La mère de Xiao Taohua lui apporta un tabouret et, voyant que Liu Xian’an semblait perdu, elle expliqua à voix basse : « Son mari et son frère sont montés sur le mont Dakan pour se faire soigner d’un poison de type gu. Ils s’appellent Song Ma et Zhou Yuqian. Mais pour une raison inconnue, leur maladie n’a pas été guérie et ils ont été arrêtés par les soldats avant d’être envoyés en prison. Il paraît qu’ils viennent d’être condamnés aux travaux forcés dans une carrière de pierres. »
Song Ma et Zhou Yuqian… A Ning se souvenait de ces noms. Il expliqua à Liu Xian’an : «Jeune maître, ce sont ces types un peu effrontés qui nous accompagnaient souvent aux sources chaudes. Je me suis demandé pourquoi ils avaient disparu et j’ai demandé à Qiu Dage, mais lui non plus ne savait pas. »
Liu Xian’an regarda les gardes du manoir de Xiao Wang.
L’un d’eux répondit à voix basse : « C’était un ordre du prince. »
La femme, toujours en pleurs, ne demandait pas la libération de son mari et de son frère, mais seulement qu’on leur retire le parasite gu, sans quoi ils ne survivraient pas trois mois.
Un garde demanda : « Faut-il raccompagner le jeune maître au palais ? »
Liu Xian’an se leva.
Voyant cela, la femme paniqua. Peut-être par désespoir ou par colère, elle s’écria : « Aux yeux du prince et du maître divin, la vie des gens du peuple vaut-elle donc si peu, comme celle de vulgaires fourmis ? »

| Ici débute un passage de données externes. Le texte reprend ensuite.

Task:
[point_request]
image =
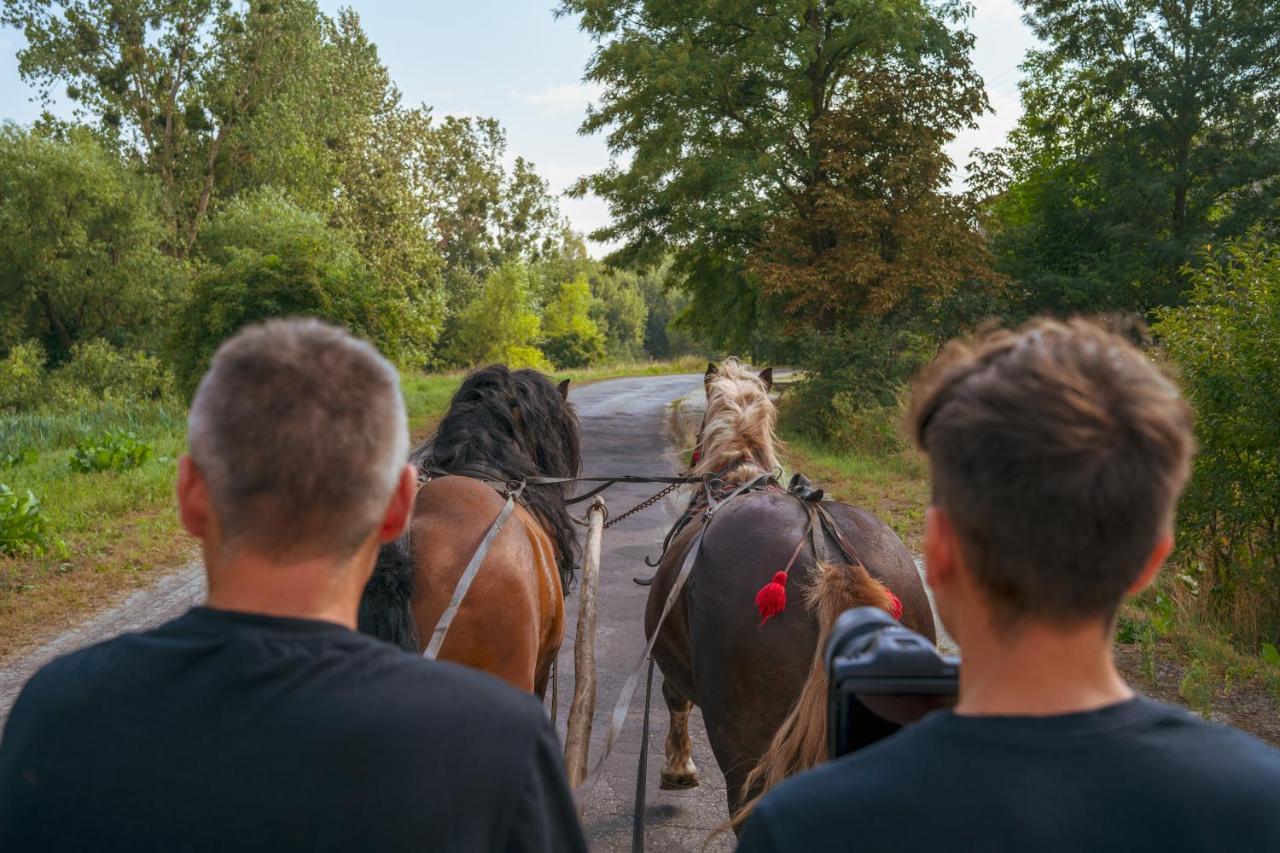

Liu Xian’an ne se retourna pas. Il franchit le seuil et dit à A Ning : « Envoie deux disciples du mont Dakan au camp de la carrière pour leur extraire le parasite. »
A Ning acquiesça et courut immédiatement au palais pour chercher des renforts.
Les gardes du palais Xiao Wang échangèrent des regards, incertains de l’état d’esprit de Liu Xian’an à cet instant. Toutefois, ils supposèrent que, fidèle à sa nature bienveillante, le médecin ne pouvait tolérer un bain de sang. Prenant les devants pour justifier leur prince, ils déclarèrent : « Sur le champ de bataille, un médecin militaire vaut autant que des centaines de milliers de soldats, et chacun lui témoigne un profond respect. De la même manière, le deuxième jeune maître Liu est indispensable à la ville de Chixia, tout comme un médecin militaire l’est au camp du Nord-Ouest. Ces individus ont osé vous ridiculiser et vous offenser. S’ils avaient été dans l’armée, ils auraient été soumis à la loi martiale et n’auraient même pas eu la chance de finir dans une carrière. »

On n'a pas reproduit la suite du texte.